Though it sounds trite, I do value my time more and more as I get older, and since we all seem to have so little of it these days, I’m supremely pissed when it’s infringed upon or mistreated. Like, being around people who aren’t very nice or have little joy or are idiots; or buying a ticket, putting on some make-up, negotiating traffic and going to see a dance performance where the choreographer seems to NOT have considered me (the audience), at all. It’s like inviting me to your party and then ignoring me all night.
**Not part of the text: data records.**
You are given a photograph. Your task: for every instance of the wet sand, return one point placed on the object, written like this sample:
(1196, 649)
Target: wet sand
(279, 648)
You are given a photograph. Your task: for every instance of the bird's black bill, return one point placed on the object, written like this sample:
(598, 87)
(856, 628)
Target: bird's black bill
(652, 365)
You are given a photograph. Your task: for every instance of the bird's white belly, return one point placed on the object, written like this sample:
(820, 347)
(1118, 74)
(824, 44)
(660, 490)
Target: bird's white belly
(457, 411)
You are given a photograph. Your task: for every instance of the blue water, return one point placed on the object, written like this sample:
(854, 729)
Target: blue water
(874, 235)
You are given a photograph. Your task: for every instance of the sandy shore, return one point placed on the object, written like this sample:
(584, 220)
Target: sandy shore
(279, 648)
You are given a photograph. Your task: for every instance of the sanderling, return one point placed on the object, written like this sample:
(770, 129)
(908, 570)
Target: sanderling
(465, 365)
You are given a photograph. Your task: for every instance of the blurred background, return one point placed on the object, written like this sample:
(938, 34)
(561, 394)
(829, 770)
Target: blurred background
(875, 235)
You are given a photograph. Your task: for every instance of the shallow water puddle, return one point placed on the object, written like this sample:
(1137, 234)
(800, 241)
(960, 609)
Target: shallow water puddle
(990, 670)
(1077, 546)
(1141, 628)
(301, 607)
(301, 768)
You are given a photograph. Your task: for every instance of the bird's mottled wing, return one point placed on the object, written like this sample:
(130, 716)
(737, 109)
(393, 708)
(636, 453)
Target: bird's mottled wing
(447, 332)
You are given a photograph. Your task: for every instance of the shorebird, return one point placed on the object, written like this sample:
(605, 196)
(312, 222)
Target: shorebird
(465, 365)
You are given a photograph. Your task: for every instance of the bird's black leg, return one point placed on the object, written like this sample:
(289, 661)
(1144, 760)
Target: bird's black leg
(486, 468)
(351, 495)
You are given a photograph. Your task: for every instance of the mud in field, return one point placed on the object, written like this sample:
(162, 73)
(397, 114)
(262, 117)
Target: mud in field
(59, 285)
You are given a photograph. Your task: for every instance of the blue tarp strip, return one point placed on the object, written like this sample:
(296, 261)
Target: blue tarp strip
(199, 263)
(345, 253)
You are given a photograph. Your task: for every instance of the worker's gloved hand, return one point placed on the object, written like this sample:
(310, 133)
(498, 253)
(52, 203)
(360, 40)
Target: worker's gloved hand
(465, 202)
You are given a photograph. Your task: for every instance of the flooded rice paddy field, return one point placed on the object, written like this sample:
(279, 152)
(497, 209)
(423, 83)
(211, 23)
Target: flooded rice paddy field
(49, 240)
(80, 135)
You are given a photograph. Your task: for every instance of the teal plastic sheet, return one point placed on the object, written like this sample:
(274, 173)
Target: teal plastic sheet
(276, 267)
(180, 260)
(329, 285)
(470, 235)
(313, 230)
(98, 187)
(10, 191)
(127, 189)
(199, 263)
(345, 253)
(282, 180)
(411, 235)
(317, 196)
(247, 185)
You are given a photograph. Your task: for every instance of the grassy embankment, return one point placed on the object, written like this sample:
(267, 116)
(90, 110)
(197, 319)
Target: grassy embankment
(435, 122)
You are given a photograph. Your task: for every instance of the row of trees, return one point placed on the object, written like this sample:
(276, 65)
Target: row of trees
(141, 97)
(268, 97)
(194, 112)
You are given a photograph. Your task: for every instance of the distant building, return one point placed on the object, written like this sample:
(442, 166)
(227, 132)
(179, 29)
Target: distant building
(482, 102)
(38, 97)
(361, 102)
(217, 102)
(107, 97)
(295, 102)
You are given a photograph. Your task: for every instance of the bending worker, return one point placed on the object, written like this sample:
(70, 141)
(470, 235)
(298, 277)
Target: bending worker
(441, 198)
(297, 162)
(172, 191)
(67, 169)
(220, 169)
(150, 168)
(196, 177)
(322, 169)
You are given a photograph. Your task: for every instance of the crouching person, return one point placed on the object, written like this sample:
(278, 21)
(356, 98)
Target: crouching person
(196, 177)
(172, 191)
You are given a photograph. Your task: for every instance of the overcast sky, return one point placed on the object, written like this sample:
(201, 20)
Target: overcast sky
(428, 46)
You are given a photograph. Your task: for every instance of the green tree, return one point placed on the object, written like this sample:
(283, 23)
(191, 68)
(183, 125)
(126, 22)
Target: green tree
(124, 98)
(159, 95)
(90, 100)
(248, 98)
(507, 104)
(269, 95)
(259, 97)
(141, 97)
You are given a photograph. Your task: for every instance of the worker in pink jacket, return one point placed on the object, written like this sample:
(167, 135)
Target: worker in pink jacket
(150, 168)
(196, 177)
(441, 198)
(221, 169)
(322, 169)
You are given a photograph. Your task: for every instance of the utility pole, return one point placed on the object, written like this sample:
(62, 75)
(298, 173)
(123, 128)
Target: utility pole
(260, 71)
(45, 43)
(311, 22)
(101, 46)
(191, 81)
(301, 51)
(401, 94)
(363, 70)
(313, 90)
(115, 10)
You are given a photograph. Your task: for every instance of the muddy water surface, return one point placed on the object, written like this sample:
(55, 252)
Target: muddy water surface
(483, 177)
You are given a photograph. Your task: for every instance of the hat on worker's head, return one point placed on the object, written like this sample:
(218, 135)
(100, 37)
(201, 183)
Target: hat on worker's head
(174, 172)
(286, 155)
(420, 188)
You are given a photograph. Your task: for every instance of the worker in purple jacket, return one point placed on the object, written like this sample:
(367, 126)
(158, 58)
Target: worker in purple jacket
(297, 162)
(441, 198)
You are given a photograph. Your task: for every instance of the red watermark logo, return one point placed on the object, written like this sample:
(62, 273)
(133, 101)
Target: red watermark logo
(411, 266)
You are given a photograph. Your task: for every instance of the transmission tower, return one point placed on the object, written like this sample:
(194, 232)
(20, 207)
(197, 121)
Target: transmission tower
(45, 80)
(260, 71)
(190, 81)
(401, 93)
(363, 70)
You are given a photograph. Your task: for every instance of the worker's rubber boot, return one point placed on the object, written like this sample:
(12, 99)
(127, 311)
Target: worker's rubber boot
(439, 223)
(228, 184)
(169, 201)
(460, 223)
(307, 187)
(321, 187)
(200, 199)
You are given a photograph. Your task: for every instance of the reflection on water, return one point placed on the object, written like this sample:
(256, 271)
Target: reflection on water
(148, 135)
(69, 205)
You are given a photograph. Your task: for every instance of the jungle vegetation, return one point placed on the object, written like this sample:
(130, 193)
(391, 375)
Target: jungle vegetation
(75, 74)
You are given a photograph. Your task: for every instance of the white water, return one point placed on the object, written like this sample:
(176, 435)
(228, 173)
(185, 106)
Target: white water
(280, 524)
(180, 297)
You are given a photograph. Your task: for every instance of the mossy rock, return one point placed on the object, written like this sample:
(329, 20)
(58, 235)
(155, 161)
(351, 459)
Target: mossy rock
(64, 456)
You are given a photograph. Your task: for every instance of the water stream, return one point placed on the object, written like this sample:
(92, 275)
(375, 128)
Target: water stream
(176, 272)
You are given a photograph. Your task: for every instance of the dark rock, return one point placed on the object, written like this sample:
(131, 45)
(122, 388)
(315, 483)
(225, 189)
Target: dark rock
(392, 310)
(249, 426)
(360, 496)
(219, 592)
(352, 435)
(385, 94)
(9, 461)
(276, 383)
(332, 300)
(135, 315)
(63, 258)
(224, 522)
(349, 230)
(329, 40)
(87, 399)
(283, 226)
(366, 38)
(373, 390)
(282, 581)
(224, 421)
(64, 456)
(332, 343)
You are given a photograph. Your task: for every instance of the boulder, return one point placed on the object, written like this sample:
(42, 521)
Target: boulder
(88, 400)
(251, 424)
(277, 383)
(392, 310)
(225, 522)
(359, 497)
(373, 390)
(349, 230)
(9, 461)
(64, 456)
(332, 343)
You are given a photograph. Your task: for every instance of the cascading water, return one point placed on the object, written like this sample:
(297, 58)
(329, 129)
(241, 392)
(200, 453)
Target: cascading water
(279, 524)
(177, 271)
The truth is, some of the best moments of my life are the encounters I’ve shared with good people, the ones I wish the best for and they for me. Scenic road trips with M, rented convertible, sun, salty air; girlfriends around my kitchen counter, gossip, way too much wine; group hugs before performing, deep breaths, racing hearts; multiple hands digging into big pots of drunken mussels, messy platters of nachos; laughing with friends till my body collapses; games nights; winning games nights; 14-hour dates with lots of kissing; dancing with dad at my wedding.

Do good people equal good times? It’s not a hard and fast rule, but I like the odds. Plus it tends to bring out the best in me, so it’s a pretty good place to start.